Drupal RDFme Plugin

The Data Endpoint feature of RDFme allows to maintain all Drupal data and any other external sources indexed in a local triple store. In addition, the Data Endpoint allows to access all this data via a generic SPARQL endpoint as well as to create and manage custom services based on SPARQL or SPARQLScript.

In comparison to existing RDF and SPARQL modules, the main difference of RDFme is a totally different approach to user interface and interaction with metadata. In RDFme, we put mostly impact on moving between different configurations, loading and unloading data many times over with a variety of mappings. As a follow up of that, we also added some features for customization of data indexing policies and APIs to automatically setup data sources and services (for example using module installation script).

For an example how to use RDFme APIs, including Data Endpoint API, please see our Gi2MO IdeaStream module. It demos how to automatically setup mappings, datasets and services using a Drupal installation script.

List of main features:

  1. [Datasets] RDFme allows to index any sort of RDF data in the local ARC2 store. There are variety of configurations that give different options for updating datasets over time.
  2. [Services] The indexed dataset can be queried using a generic SPARQL endpoint or they can be accessed as REST services defined using SPARQL or SPARQLScript.
  3. [Endpoint Options] The access to entire data endpoint can be limited using standard Drupal permissions system. The indexing of datasets can be handled in Drupal cron cycles. In addition, the generic endpoint can be fully turned off.

Setting up datasets:

Datasets can be any RDF serialized data, e.g. exports of RDF using RDFme, RDF/XML files, remote endpoints accessible with a HTTP protocol etc. RDFme allows to handle every source individually and index it in the triple store under separate graphs. Every dataset can be individually updated or fully reindexed.

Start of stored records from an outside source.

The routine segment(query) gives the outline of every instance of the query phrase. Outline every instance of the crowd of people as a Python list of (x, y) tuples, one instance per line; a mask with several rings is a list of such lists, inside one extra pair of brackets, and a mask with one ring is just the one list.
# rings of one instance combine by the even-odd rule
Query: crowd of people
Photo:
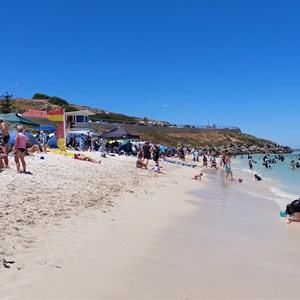
[[(44, 131), (40, 131), (36, 135), (36, 139), (39, 141), (40, 146), (37, 144), (31, 144), (28, 141), (24, 129), (21, 125), (17, 126), (17, 133), (14, 137), (14, 141), (11, 144), (8, 124), (0, 118), (0, 171), (5, 168), (9, 168), (8, 154), (10, 152), (14, 155), (14, 162), (17, 173), (31, 174), (27, 170), (27, 164), (25, 157), (26, 155), (34, 155), (34, 153), (44, 152), (47, 153), (47, 143), (49, 141), (49, 135)], [(228, 152), (219, 153), (214, 148), (200, 148), (200, 147), (185, 147), (179, 145), (175, 147), (167, 147), (161, 144), (151, 144), (149, 141), (146, 142), (133, 142), (126, 141), (103, 141), (97, 137), (93, 137), (90, 132), (87, 135), (81, 134), (78, 136), (70, 136), (67, 139), (66, 146), (72, 150), (79, 151), (100, 151), (102, 156), (107, 153), (118, 153), (119, 155), (131, 155), (136, 157), (136, 167), (141, 169), (149, 169), (149, 161), (153, 160), (154, 166), (150, 169), (157, 173), (161, 172), (160, 160), (165, 157), (173, 157), (178, 160), (185, 161), (187, 156), (191, 156), (194, 162), (199, 162), (199, 167), (206, 169), (218, 170), (219, 168), (224, 169), (226, 179), (234, 180), (233, 171), (231, 168), (231, 155)], [(74, 159), (89, 161), (93, 163), (101, 163), (100, 160), (93, 159), (82, 153), (75, 153)], [(276, 163), (276, 160), (284, 161), (284, 156), (279, 155), (275, 158), (270, 158), (268, 154), (263, 157), (263, 165), (266, 168), (270, 168), (271, 164)], [(202, 164), (201, 164), (202, 162)], [(249, 168), (253, 169), (253, 160), (251, 155), (248, 155)], [(298, 163), (299, 164), (299, 163)], [(293, 159), (291, 160), (291, 168), (296, 168), (297, 163)], [(196, 174), (192, 179), (201, 180), (203, 173)], [(261, 181), (262, 178), (258, 174), (254, 174), (256, 181)], [(242, 183), (242, 178), (238, 180)], [(286, 208), (286, 222), (300, 222), (300, 199), (293, 201), (287, 205)]]

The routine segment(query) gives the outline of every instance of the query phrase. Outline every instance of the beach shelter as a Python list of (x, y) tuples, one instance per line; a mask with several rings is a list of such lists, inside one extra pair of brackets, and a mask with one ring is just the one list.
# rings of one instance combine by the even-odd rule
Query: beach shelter
[(56, 135), (53, 135), (48, 143), (47, 143), (48, 147), (50, 147), (51, 149), (55, 148), (55, 149), (58, 149), (58, 146), (57, 146), (57, 140), (56, 140)]
[(51, 125), (43, 125), (43, 126), (34, 128), (33, 130), (36, 130), (36, 131), (41, 131), (41, 130), (43, 130), (43, 131), (56, 131), (56, 127), (51, 126)]
[(120, 140), (120, 139), (138, 139), (140, 136), (132, 134), (128, 132), (127, 130), (121, 128), (120, 126), (103, 133), (99, 136), (102, 139), (108, 139), (108, 140)]
[(0, 114), (0, 118), (2, 118), (5, 122), (11, 124), (25, 124), (25, 125), (32, 125), (32, 126), (39, 126), (40, 124), (32, 122), (29, 119), (22, 117), (21, 115), (15, 113), (9, 114)]
[[(16, 138), (17, 133), (18, 133), (17, 130), (13, 130), (13, 131), (9, 132), (10, 139), (8, 141), (8, 144), (10, 144), (10, 145), (15, 144), (15, 138)], [(38, 145), (40, 151), (43, 151), (43, 148), (42, 148), (40, 142), (32, 134), (30, 134), (29, 132), (26, 132), (25, 130), (23, 131), (23, 133), (26, 135), (27, 140), (30, 142), (30, 147), (33, 145)]]

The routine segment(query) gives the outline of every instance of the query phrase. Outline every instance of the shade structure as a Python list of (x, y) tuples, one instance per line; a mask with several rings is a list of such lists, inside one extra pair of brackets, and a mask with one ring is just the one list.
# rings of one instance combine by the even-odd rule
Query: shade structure
[(51, 126), (51, 125), (43, 125), (43, 126), (34, 128), (33, 130), (36, 130), (36, 131), (41, 131), (41, 130), (43, 130), (43, 131), (56, 131), (56, 127)]
[[(18, 133), (17, 130), (13, 130), (13, 131), (9, 132), (10, 139), (8, 141), (8, 144), (11, 144), (11, 145), (15, 144), (15, 138), (16, 138), (17, 133)], [(42, 148), (40, 142), (32, 134), (30, 134), (29, 132), (26, 132), (26, 131), (23, 131), (23, 133), (26, 135), (27, 140), (30, 143), (30, 147), (33, 145), (38, 145), (40, 151), (43, 151), (43, 148)]]
[(138, 139), (140, 136), (132, 134), (125, 130), (124, 128), (121, 128), (120, 126), (103, 133), (99, 136), (102, 139), (114, 139), (114, 140), (119, 140), (119, 139)]
[(48, 147), (58, 149), (56, 135), (53, 135), (48, 141)]
[(32, 125), (32, 126), (40, 125), (15, 113), (0, 114), (0, 118), (2, 118), (5, 122), (13, 123), (13, 124), (25, 124), (25, 125)]

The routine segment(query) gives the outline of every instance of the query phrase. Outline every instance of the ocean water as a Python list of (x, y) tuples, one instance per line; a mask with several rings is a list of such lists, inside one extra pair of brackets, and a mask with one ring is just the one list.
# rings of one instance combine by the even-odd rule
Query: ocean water
[[(270, 158), (275, 158), (275, 154), (271, 154)], [(300, 197), (300, 168), (291, 168), (291, 160), (294, 159), (300, 164), (300, 149), (295, 149), (291, 154), (283, 154), (285, 160), (282, 162), (276, 159), (276, 163), (270, 164), (270, 168), (266, 168), (263, 163), (262, 154), (253, 154), (253, 169), (250, 170), (248, 165), (248, 156), (237, 156), (234, 162), (236, 168), (245, 173), (258, 174), (264, 181), (269, 199), (277, 202), (281, 207), (285, 207), (287, 203)], [(253, 191), (255, 194), (257, 191)], [(262, 195), (264, 196), (264, 195)]]

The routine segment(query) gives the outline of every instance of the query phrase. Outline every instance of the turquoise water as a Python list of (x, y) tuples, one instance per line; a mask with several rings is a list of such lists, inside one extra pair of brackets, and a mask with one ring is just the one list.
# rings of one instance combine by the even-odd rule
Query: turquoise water
[[(236, 157), (235, 166), (244, 172), (258, 174), (264, 182), (268, 183), (269, 196), (275, 200), (278, 198), (286, 199), (287, 202), (300, 197), (300, 168), (291, 168), (291, 160), (294, 159), (300, 163), (300, 149), (296, 149), (291, 154), (283, 154), (285, 161), (276, 160), (276, 163), (270, 164), (271, 168), (262, 165), (264, 155), (253, 154), (252, 157), (256, 161), (253, 163), (253, 169), (250, 170), (248, 165), (248, 156)], [(275, 154), (271, 154), (270, 158), (275, 158)]]

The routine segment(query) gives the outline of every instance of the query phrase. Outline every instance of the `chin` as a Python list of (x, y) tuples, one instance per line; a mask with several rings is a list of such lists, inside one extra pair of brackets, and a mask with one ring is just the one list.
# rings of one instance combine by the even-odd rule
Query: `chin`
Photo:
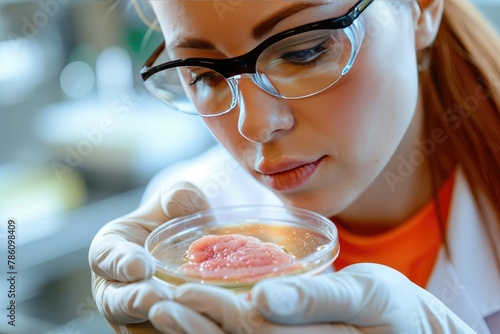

In addition, to RDFme allows to define indexing strategies for the datasets:

  • normal – every index cycle the entire graph is deleted and data is reindex from scratch
  • local – uses the internal API of the local RDFme installation. The local Drupal data is indexed based on the RDFme mappings. During index cycles only the data that has changed in Drupal is added to the index (the dataset graph is not wiped).
  • RDFme – similar as local but uses RDFme REST API to connect with remote Drupal instances that have RDFme installed.
  • file – indexing of remote RDF files. In every index cycle RDFme will check if the file has modified and update the graph in triple store only if changes have been detected.

Datasets setup screen (click to enlarge).

Managing services:

The RDFme Services are an easy interface to save and share the indexed datasets with users within the limitations set by the administrator. Each service is a SPARQL query or a SPARQLScrpt that allows functionalities similar to SQL stored procedured (conditional statements, loops, variables etc.). Each service can be individually managed and disabled/enabled on demand.

To help the administrators in writing the service script we integrated simple code highlighting using WYSIWYG module and CodeMirror plugin. In order to use this feature, your Durpal installation needs to have a “SPARQL” input format defined. If the WYSIWYG module is available and its CodeMirror plugin has been installed properly, RDFme will attempt to create the input format automatically during it’s installation. You can get all the needed files in the RDFme bundle distribution.

Services setup screen (click to enlarge).

Additional Data Endpoint options:

The option panel of Data Endpoint allows to configure the following aspect of the module:

  • generic endpoint – the generic endpoint is a regular SPARQL web service that enables to query all datasets together with any constructs of the SPARQL language. In the options screen it is possible to complete disable this feature (for example for security reasons).
  • cron indexing – by default the datasets are indexed when being added for the first time. If you want to ensure that they are always up to date you should use the regular Drupal CRON script (cron.php). In the options screen you can enable or disable indexing of dataset in the cron cycles of Drupal.

In addition, the access to the generic SPARQL endpoint can be configured using regular Drupal permissions system.

Data Endpoint options screen (click to enlarge).